Le paysage commercial entre les États-Unis et l’Afrique subsaharienne vient de connaître un tournant décisif. Le 10 décembre 2025, la Chambre des représentants des États-Unis a adopté un projet de loi visant à prolonger l’African Growth and Opportunity Act, communément appelé Agoa, pour trois années supplémentaires. Ce vote, marqué par un large soutien des deux parties politiques, avec 340 voix en faveur contre 54, garantit aux pays éligibles d’Afrique un accès préférentiel aux marchés américains pour de nombreux produits, exemptés de droits de douane ou soumis à des tarifs réduits.
Cette reconduction intervient après l’expiration de l’Agoa, survenue le 30 septembre 2025, en pleine guerre commerciale de l’administration Trump. Elle représente un tournant crucial pour les pays africains qui dépendent des exportations vers les États-Unis. Toutefois, cette décision n’est pas encore définitive : elle doit encore être validée par le Sénat avant que le président américain ne puisse la signer.
Lancé en 2000, l’Agoa a été conçu pour favoriser le commerce et la croissance économique en Afrique subsaharienne. Par le biais de ce programme, les secteurs du textile, de l’agroalimentaire et d’autres produits manufacturés ont bénéficié d’un traitement préférentiel sur le sol américain, renforçant ainsi la compétitivité des entreprises africaines et encourageant la création d’emplois au sein de ces économies.
La prolongation de l’Agoa pour trois années supplémentaires offre une visibilité essentielle aux entreprises africaines et américaines, leur permettant d’anticiper et de planifier leurs opérations commerciales. Pour de nombreux gouvernements africains, cette décision est perçue comme une bouffée d’oxygène pour leurs industries, améliorant potentiellement les soldes commerciaux.
La Chambre des représentants a voté le texte sans amendement, signalant l’urgence de maintenir le programme et la pérennité des relations commerciales avec l’Afrique. Cependant, une certaine prudence demeure, notamment concernant l’inclusion définitive de certains pays, comme l’Afrique du Sud, dont le statut dépendra des discussions au Sénat et de la version finale qui sera soumise à la signature présidentielle.
Il est également important de rappeler qu’à l’arrivée de Donald Trump au pouvoir, l’Agoa avait connu des perturbations, avec la suspension de son application et l’imposition de droits de douane supplémentaires sur divers produits africains. Cette situation avait engendré une période d’incertitude pour les exportateurs du continent.
La prolongation actuelle de l’Agoa se présente donc comme une opportunité de retour à la stabilité, ouvrant à nouveau les portes du marché américain aux industries africaines.

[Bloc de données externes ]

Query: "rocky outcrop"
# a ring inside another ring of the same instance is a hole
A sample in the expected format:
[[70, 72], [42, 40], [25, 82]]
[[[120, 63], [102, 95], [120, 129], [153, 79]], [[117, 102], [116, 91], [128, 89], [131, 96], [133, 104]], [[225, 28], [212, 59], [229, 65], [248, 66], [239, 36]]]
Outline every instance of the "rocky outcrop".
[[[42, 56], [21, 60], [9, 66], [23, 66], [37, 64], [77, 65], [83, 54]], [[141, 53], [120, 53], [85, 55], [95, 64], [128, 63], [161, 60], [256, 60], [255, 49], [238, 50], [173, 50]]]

Avec un accès sécurisé, les exportateurs peuvent envisager leur développement dans un cadre commercial plus prévisible, favorisant ainsi la croissance économique et la coopération entre les États-Unis et l’Afrique subsaharienne. Ce nouvel élan pourrait se traduire par des initiatives de partenariat plus solides et des investissements ciblés qui bénéficieraient à toutes les parties concernées. En somme, le vote du 10 décembre 2025 est un signal fort pour l’avenir des relations commerciales entre l’Afrique et les États-Unis.